06.30 Uhr Schon zu früher Stunde werde ich durch schrilles Telefonbimmeln aus einem schönen Traum gerissen. Ich nehme verärgert den Hörer von der Gabel und staune nicht schlecht, als sich ein Hotelbediensteter in der Leitung meldet. Der Heini stellt sich mir als Nachtportier des "Sheraton Fisherman's Wharf" vor und erklärt, dass die Alarmanlage meines JEEPS schon seit Stunden im Parkhaus für Ärger sorgt - wie schrecklich. Ich hüpfe augenblicklich aus dem Bett und lasse den Knecht wissen, dass ich mich umgehend auf den Weg machen werde. Bevor der Mann antworten kann, beende ich das Gespräch und renne badebemäntelt zum Aufzug. 
06.45 Uhr Wenig später treffe ich am KFZ ein und werde von einem Sicherheitsbeauftragten per Handschlag begrüsst. Um schlimmeres Unheil abzuwenden, schliesse ich die Türe auf und mache es mir zur Aufgabe, die schrille Sirene abzustellen. Ferner tausche ich mich mit dem Nachtwächter aus und bringe in Erfahrung, dass der Alarmton gegen halb Fünf angegangen ist und nicht mehr verstummen wollte. Ich umrunde das KFZ argwöhnisch und erkenne, dass sich Gott sei Dank kein Dieb am JEEP zu schaffen gemacht hat. Mein Gegenüber gibt sich mir als Experte zu erkennen und unkt, dass möglicherweise ein Fehler an der Elektronik vorliegt. Ich winke gelangweilt ab und entgegne, dass ich in den letzten Wochen fast 5.000 Meilen mit diesem Fahrzeug zurückgelegt habe und keine Probleme feststellen konnte. Das Wachorgan nickt eifrig und bittet mich, in den nächsten Tagen trotzdem eine Werkstatt aufzusuchen. 
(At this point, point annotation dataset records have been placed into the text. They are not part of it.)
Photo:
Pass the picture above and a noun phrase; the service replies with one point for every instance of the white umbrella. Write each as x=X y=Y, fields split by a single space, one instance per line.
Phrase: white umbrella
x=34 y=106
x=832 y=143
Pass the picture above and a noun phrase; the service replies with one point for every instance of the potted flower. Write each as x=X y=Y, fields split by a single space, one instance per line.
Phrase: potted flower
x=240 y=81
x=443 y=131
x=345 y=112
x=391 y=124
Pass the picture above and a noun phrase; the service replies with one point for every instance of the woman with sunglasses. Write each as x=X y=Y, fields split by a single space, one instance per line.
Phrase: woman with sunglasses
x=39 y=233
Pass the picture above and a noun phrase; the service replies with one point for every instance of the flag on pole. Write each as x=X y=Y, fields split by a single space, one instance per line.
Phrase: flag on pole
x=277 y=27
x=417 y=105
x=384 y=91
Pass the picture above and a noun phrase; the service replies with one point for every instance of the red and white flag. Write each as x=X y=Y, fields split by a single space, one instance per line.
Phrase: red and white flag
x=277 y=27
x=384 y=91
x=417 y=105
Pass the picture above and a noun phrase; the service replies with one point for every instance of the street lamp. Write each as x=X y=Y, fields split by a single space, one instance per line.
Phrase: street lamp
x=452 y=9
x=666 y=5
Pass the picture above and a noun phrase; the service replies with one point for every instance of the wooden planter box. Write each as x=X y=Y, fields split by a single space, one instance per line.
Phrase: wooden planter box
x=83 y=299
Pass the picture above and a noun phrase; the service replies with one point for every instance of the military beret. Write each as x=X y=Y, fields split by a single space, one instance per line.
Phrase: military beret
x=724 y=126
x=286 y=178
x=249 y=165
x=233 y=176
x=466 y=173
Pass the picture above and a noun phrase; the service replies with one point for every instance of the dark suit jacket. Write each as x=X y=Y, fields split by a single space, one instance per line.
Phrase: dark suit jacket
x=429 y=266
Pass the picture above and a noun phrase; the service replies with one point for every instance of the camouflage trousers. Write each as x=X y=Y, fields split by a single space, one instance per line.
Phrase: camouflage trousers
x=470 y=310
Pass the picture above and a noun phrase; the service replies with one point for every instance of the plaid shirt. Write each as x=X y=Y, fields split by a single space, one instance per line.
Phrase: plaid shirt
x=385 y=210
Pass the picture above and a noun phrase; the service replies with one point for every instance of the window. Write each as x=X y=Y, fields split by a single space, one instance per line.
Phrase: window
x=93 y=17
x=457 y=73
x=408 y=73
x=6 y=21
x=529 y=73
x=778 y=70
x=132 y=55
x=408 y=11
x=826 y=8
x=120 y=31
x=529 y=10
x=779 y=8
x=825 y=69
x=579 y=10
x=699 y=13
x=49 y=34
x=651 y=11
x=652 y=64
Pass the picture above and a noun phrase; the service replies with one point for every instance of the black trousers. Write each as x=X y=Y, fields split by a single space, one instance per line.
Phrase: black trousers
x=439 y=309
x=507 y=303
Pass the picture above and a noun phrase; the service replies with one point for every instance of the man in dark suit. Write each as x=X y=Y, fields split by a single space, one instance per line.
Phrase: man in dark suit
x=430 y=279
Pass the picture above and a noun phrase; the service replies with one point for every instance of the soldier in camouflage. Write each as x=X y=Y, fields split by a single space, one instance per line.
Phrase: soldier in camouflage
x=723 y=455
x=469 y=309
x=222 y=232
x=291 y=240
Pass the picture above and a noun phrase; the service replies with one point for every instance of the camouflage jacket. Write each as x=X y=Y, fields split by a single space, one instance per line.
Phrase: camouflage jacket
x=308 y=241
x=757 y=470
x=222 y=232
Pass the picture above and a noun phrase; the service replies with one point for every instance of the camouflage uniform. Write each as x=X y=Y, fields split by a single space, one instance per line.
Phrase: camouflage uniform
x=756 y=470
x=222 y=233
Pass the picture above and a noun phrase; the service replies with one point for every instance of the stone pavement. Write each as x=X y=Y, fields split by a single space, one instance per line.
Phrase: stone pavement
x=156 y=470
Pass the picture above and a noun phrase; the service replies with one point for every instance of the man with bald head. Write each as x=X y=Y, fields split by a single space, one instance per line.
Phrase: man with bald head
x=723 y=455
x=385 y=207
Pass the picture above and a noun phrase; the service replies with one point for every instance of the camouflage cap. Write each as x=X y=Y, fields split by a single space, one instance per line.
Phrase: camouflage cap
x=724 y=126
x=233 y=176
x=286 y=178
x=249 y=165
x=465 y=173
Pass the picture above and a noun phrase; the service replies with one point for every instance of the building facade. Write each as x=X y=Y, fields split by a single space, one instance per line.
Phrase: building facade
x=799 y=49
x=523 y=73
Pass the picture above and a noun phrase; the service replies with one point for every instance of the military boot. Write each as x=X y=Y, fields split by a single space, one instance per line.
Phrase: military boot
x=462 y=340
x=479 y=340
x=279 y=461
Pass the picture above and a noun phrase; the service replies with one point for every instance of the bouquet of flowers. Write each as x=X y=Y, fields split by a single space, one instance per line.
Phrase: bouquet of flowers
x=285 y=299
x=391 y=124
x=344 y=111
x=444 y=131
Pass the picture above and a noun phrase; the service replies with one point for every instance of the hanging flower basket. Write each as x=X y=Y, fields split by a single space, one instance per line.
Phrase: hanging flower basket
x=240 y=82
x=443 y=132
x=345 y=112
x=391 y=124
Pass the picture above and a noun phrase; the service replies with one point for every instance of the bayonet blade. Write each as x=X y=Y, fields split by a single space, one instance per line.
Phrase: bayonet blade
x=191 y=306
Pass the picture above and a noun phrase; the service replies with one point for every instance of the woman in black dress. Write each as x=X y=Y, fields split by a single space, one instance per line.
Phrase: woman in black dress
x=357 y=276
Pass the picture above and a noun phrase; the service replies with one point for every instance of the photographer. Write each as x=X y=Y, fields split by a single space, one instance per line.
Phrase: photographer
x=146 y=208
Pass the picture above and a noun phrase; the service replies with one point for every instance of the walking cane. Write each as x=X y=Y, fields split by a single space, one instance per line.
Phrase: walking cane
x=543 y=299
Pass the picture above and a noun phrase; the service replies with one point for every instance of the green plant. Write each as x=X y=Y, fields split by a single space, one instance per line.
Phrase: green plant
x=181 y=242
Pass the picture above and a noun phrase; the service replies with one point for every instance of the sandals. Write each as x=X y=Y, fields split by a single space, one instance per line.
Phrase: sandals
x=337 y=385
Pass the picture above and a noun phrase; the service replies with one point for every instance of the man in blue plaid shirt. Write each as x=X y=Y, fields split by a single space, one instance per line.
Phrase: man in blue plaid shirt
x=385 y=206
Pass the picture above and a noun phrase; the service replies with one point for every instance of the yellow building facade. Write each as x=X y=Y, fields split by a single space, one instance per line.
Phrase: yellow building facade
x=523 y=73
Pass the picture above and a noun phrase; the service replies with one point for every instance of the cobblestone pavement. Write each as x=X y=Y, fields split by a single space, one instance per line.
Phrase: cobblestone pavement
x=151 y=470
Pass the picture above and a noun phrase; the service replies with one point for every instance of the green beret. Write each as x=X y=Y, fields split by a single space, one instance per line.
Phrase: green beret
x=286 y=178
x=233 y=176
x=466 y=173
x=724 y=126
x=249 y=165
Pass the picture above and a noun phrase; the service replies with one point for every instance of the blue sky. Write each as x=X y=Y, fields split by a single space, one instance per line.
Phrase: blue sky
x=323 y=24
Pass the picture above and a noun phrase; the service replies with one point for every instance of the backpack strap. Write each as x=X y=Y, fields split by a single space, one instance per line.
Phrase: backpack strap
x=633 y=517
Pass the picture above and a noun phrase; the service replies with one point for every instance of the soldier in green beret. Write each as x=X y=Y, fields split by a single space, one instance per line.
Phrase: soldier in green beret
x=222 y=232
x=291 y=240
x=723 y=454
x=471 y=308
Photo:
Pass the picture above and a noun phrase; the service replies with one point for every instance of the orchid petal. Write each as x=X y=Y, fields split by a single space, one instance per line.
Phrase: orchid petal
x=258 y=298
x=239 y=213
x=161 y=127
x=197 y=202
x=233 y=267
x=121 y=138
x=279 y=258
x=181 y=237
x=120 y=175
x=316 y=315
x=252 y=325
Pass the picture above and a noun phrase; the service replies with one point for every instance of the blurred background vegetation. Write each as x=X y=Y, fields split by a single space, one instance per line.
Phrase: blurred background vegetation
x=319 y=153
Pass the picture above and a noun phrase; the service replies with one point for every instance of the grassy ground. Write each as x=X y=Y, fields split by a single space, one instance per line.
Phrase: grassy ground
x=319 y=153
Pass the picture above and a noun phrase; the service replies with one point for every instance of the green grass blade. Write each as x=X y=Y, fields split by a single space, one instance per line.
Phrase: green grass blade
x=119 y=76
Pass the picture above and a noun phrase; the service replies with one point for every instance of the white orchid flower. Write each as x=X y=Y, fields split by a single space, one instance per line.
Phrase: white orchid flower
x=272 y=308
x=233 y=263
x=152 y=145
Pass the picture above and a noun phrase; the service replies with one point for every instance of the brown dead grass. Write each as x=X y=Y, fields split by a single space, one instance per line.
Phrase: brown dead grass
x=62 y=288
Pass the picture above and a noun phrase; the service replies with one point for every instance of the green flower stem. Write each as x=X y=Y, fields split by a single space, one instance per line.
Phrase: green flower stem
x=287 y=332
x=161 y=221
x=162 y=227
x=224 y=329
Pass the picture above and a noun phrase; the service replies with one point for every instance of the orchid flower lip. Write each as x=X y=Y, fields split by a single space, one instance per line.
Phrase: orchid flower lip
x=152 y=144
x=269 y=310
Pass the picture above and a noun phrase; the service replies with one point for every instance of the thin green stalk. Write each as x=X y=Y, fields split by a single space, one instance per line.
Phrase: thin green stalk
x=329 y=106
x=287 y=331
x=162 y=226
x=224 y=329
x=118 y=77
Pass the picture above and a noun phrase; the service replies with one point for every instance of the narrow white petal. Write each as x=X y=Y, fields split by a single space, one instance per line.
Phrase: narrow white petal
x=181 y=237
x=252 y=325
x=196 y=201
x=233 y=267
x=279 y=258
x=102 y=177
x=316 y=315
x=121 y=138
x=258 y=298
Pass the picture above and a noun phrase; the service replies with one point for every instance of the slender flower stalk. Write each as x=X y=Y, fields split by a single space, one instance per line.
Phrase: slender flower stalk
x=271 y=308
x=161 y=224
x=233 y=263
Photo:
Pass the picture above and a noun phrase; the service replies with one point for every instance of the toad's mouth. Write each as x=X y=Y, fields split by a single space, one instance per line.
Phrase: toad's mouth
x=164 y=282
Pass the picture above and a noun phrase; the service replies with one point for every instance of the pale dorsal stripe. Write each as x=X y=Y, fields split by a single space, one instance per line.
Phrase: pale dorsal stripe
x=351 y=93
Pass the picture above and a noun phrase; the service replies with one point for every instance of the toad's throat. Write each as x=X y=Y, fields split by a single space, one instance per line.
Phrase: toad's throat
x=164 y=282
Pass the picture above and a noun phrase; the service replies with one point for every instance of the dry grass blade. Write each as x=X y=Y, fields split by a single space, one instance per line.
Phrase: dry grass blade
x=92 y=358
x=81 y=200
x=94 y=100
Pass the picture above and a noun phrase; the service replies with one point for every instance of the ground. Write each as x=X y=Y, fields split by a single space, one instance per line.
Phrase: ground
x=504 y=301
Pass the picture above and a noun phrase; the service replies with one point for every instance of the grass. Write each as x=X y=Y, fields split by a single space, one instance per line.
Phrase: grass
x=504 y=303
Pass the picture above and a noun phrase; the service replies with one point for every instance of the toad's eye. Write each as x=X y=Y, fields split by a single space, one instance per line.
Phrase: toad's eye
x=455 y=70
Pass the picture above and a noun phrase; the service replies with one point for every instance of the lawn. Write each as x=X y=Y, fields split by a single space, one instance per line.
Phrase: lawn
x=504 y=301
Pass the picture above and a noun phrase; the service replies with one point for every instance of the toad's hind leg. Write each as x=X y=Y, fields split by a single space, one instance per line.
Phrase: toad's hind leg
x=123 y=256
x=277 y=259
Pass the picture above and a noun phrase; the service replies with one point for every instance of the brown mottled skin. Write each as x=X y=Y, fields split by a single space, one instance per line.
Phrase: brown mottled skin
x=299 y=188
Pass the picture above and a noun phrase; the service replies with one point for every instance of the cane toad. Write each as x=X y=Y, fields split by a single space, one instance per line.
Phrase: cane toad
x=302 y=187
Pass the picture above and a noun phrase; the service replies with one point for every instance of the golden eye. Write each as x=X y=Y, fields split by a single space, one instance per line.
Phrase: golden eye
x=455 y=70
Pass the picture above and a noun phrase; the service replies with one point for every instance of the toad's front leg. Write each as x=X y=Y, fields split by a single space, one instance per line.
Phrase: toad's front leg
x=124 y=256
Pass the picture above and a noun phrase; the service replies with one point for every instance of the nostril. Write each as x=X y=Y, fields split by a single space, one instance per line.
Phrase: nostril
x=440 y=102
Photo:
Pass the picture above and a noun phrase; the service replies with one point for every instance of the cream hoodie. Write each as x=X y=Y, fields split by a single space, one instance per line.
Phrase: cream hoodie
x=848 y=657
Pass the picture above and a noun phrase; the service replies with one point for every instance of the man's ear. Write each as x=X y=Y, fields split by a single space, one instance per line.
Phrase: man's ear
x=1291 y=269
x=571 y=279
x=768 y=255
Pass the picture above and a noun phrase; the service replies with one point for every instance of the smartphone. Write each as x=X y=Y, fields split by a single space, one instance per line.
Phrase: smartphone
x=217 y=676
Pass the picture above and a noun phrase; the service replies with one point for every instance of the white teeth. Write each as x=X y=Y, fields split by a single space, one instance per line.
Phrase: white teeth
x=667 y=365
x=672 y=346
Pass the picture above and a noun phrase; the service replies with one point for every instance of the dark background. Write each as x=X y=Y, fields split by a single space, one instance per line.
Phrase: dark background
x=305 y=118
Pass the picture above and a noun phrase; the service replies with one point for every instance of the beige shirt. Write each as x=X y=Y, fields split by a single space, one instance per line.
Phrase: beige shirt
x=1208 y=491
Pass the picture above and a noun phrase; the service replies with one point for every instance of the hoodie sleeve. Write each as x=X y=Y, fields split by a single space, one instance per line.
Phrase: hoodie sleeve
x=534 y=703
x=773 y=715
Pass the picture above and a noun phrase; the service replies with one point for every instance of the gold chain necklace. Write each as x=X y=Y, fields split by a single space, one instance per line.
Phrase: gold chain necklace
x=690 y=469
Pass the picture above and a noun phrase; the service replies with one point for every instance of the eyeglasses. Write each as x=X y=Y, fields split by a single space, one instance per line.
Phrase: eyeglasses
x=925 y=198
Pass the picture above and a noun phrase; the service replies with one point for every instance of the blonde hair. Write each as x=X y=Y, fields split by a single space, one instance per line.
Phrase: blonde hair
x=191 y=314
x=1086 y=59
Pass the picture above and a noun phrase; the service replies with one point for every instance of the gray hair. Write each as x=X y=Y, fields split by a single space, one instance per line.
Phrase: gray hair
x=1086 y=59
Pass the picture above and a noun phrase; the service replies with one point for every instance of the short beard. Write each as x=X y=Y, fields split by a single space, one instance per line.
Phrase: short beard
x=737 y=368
07.30 Uhr Wieder zurück im Zimmer, greife ich zur Schwarzbeere (unlöblich: Blackberry) und lasse es mir nicht nehmen, Edelbert über den eigenartigen Vorfall aufzuklären. Der Professor kommt aus dem Lachen gar nicht mehr heraus und erinnert, dass wir schon in Salt Lake City Probleme mit dem Auto hatten. Ausserdem behauptet der schlaue Mann, dass es gescheiter wäre, den Geländewagen zu verschrotten und in einem neuwertigen FORD MUSTANG die Heimreise anzutreten - wie unlöblich. 
08.00 Uhr Nachdem ich meiner Reisebegleitung versprochen habe, in einer Stunde am Empfang zu erscheinen, beende ich das Telefonat und entspanne mich bei einem Vollbad. Unterdessen rufe ich spontan bei James in der alten Heimat an und gebe zu Protokoll, dass wir gestern sicher in San Franzisko angekommen sind. Mein löblicher Verwandter freut sich und lotet aus, ob wir uns schon ins Getümmel gestürzt und ordentlich abgefeiert haben. Natürlich belehre ich den Buben eines Besseren und weise auf die Tatsache hin, dass wir an der Kultur interessiert sind gleich das "Museum of Modern Art" besichtigen werden. James kann sich ein Lachen nicht verkneifen und wünscht mir viel Vergnügen - wie schön. 
09.00 Uhr Pünktlich auf die Minute finde ich mich in Begleitung des Vierbeiners in der Hotelhalle ein und halte ungeduldig nach Edelbert Ausschau. Der Professor lässt nicht lange auf sich warten und erzählt, dass er gerade ein längeres Telefonat mit Admiral a.D. Bürstenbinder führen musste. Während wir in die hoteleigene Frühstückswirtschaft schlendern, höre ich, dass Frederick von Braustein gestern Abend mit Blaulicht ins Krankenhaus abtransportiert wurde. Edelbert geht noch weiter und berichtet, dass der gute Mann wegen einer akuten Blinddarmreizung sogar operiert werden musste. Prof. Kuhn gibt sich jedoch erleichtert und sagt, dass es Frederick mittlerweile schon wieder besser geht - wie schön. 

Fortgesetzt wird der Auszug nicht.